Doch mit dem offen antisemitischen Terror durch die Hamas bekommt der Schrecken auf Social Media eine ganz neue Dimension. Denn wo in der Ukraine-Frage mehrheitlicher Konsens war, wer Aggressor und wer Opfer war, und die wenigen linken Pro-Putin-Stimmen relativ schnell als Randerscheinung entlarvt wurden, entbrennt über den antisemitischen Terror innerhalb deutschsprachiger linker Lager ein ideologischer Kampf. Mein Instagram-Feed ist dieser Tage voll mit passiv-aggressiven Provokationen von beiden Seiten. Da, wo wir mit einer Stimme laut "Nie wieder!" rufen sollten, werden die gemeinsamen Linien des antifaschistischen Konsens plötzlich verwischt. Die Grenzen zwischen richtig und falsch werden unscharf und plötzlich dient die Erkenntnis, dass die meisten Sachverhalte in der Regel zu komplex für Sharepics sind, als Schutzschild für die Verbreitung von Kriegspropaganda auf der einen und wütende Anklagen auf der anderen Seite.

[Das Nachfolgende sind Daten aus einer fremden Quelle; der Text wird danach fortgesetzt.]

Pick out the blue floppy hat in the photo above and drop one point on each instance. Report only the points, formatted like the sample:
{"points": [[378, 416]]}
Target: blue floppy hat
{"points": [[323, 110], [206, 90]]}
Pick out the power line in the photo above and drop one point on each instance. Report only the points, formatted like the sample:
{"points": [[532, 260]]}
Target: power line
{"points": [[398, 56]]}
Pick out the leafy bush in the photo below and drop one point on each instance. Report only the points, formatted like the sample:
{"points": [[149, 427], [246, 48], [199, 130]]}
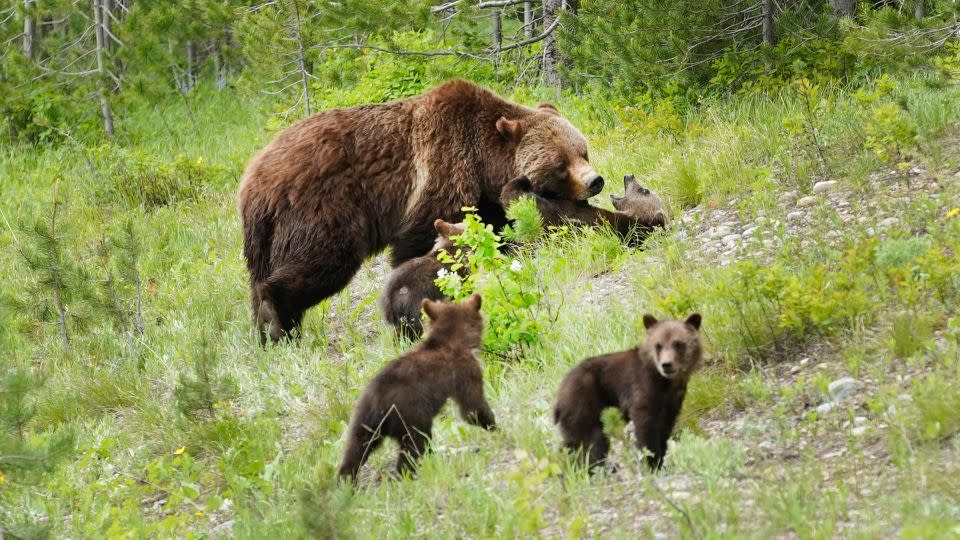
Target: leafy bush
{"points": [[510, 288]]}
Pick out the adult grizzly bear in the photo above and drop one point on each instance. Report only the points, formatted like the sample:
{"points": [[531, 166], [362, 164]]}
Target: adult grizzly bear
{"points": [[338, 187]]}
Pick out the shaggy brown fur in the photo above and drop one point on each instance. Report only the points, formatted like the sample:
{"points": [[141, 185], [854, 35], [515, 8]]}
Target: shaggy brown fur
{"points": [[413, 281], [402, 400], [639, 210], [338, 187], [647, 384]]}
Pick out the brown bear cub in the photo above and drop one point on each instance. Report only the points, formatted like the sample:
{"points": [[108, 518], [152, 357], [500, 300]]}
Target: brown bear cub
{"points": [[405, 396], [639, 210], [647, 384], [413, 281]]}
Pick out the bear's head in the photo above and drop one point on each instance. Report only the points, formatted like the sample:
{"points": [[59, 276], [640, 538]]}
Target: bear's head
{"points": [[552, 154], [445, 232], [460, 322], [674, 346], [640, 203]]}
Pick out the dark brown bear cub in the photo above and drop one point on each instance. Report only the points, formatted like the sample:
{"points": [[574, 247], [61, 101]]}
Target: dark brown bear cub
{"points": [[639, 210], [647, 384], [413, 281], [402, 400]]}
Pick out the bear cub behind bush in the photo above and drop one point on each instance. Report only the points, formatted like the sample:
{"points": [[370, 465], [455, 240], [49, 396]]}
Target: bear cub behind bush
{"points": [[405, 396], [647, 383], [413, 281]]}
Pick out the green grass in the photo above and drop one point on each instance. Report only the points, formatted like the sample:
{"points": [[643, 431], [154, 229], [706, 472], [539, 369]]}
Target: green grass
{"points": [[260, 453]]}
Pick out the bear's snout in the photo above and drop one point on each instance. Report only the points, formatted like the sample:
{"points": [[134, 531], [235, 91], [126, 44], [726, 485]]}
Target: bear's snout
{"points": [[595, 185]]}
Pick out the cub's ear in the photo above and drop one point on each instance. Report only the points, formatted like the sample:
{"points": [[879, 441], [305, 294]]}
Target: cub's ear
{"points": [[430, 308], [474, 301], [548, 108], [509, 128], [648, 321]]}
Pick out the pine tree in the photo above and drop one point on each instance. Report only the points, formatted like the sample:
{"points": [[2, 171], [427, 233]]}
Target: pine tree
{"points": [[57, 284]]}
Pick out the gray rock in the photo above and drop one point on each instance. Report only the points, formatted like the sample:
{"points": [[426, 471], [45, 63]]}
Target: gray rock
{"points": [[889, 222], [731, 239], [825, 186], [791, 196], [807, 201], [842, 388], [721, 231]]}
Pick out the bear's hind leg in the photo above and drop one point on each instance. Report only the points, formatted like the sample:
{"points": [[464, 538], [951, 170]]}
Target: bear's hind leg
{"points": [[362, 442], [413, 445], [296, 286]]}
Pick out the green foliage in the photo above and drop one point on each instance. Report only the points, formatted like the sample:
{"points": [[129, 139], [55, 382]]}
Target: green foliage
{"points": [[909, 334], [527, 223], [510, 288], [19, 451]]}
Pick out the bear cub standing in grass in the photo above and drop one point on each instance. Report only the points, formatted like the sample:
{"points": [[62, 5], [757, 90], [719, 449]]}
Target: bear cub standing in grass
{"points": [[407, 394], [413, 281], [639, 210], [647, 383]]}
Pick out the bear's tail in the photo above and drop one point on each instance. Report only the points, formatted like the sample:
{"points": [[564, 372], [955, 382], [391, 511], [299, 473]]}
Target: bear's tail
{"points": [[258, 225]]}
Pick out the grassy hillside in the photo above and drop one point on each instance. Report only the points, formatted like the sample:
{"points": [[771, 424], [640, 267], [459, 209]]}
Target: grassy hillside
{"points": [[189, 429]]}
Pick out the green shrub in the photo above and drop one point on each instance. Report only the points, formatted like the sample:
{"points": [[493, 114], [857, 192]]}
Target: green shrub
{"points": [[133, 178], [510, 288]]}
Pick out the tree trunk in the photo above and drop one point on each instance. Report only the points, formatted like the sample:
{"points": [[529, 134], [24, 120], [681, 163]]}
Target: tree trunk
{"points": [[106, 8], [29, 29], [769, 16], [301, 59], [101, 70], [528, 26], [552, 59], [191, 65], [218, 66], [844, 8]]}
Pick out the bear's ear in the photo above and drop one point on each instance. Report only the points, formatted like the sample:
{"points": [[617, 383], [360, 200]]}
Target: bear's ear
{"points": [[522, 183], [430, 308], [509, 128], [648, 321], [444, 228], [548, 108]]}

Das Ordnungssystem hat Risse
Dazwischen bleiben all diejenigen zurück, die den antifaschistischen Konsens des Nie wieder eigentlich von Herzen teilen, aber von all den Konfliktlinien im analogen und digitalen Leben völlig überfordert sind. Und wir bleiben voller Angst und Unsicherheit und mit gebrochenem Herzen zurück. Nicht nur, weil diese Welt uns eine Katastrophe nach der anderen vor die Füße wirft und wir uns gleichzeitig schuldig fühlen angesichts unserer ja doch so sicheren, privilegierten Situation. Sondern auch, weil die Ordnungssysteme, denen wir bislang vertraut haben, nicht mehr zu funktionieren scheinen. Das Versprechen einer sorglosen Zukunft geht für uns schon lange nicht mehr auf und nun können wir selbst den Stimmen auf Instagram, die sonst so viel Kluges sagen, nicht mehr trauen.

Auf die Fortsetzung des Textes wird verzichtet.